La capacité des modèles à mémoriser certaines données repose souvent sur leur fréquence d’apparition et leur répétitivité. En d’autres termes, plus une donnée est présente dans le corpus d’entraînement, plus elle a de chances d’être mémorisée de manière verbatim. Ce phénomène soulève une difficulté juridique majeure, notamment en matière de droit à l’oubli et de conformité avec le RGPD ou son équivalent suisse. L’une des questions fondamentales reste de savoir s’il est possible de faire « désapprendre » une information à un modèle. Des travaux récents sur le « machine unlearning » visent précisément cet objectif, mais les méthodes actuelles demeurent coûteuses et incomplètes. Il est difficile, voire impossible, de garantir l’effacement total d’une donnée sans réentraîner le modèle entier.

Face à ces risques, différentes stratégies sont envisagées. Certaines consistent à améliorer le pré-traitement des données, en supprimant les éléments identifiables avant l’entraînement. D’autres recourent à des techniques de confidentialité différentielle, qui visent à injecter du bruit statistique dans les données pour empêcher l’extraction d’informations individuelles. Cependant, ces méthodes affectent souvent les performances du modèle, créant un arbitrage délicat entre utilité et protection. Les auteurs insistent sur le besoin de nouvelles approches hybrides, capables de moduler le niveau de confidentialité selon le contexte, et d’intégrer des garanties dès la phase d’entraînement.

Le deuxième niveau d’analyse porte sur les interactions entre l’utilisateur et le modèle, à travers les prompts. Ce que l’utilisateur écrit dans sa requête est souvent considéré comme éphémère ou sans conséquence, mais dans la réalité, ces textes sont fréquemment enregistrés, analysés et réutilisés pour améliorer les modèles. Il en résulte une autre forme d’exposition à la perte de confidentialité, d’autant plus insidieuse qu’elle repose sur une fausse perception de sécurité. Dans des environnements professionnels, comme le domaine juridique ou médical, les utilisateurs peuvent soumettre des cas réels, des documents sensibles, des éléments d’identification ou des scénarios impliquant des clients. Si ces données sont stockées et analysées sans contrôle, elles deviennent une source potentielle de fuite.

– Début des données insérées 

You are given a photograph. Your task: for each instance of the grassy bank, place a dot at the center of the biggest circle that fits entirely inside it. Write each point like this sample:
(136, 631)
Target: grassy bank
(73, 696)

L’un des problèmes majeurs est que même des prompts apparemment neutres peuvent, par inférence, révéler des informations personnelles. Par exemple, une question sur la légalité d’une situation spécifique peut trahir l’origine géographique de l’utilisateur, son statut juridique ou ses préférences. De plus, la conservation des logs, souvent motivée par des impératifs d’amélioration des services, crée une archive involontaire de données personnelles difficile à contrôler.

Plusieurs pistes techniques sont proposées pour atténuer ces risques. Certaines solutions fonctionnent au niveau local, en anonymisant le prompt avant son envoi, par détection automatique des entités nommées ou par techniques de masquage. D’autres introduisent des formes d’obfuscation cryptographique, qui rendent le sens du prompt opaque pour un observateur externe, mais lisible pour le modèle. Ces approches nécessitent toutefois des compétences spécifiques et ne sont pas encore disponibles de manière généralisée. Un défi supplémentaire réside dans la standardisation de ces protections, et dans leur intégration transparente dans les interfaces utilisateur.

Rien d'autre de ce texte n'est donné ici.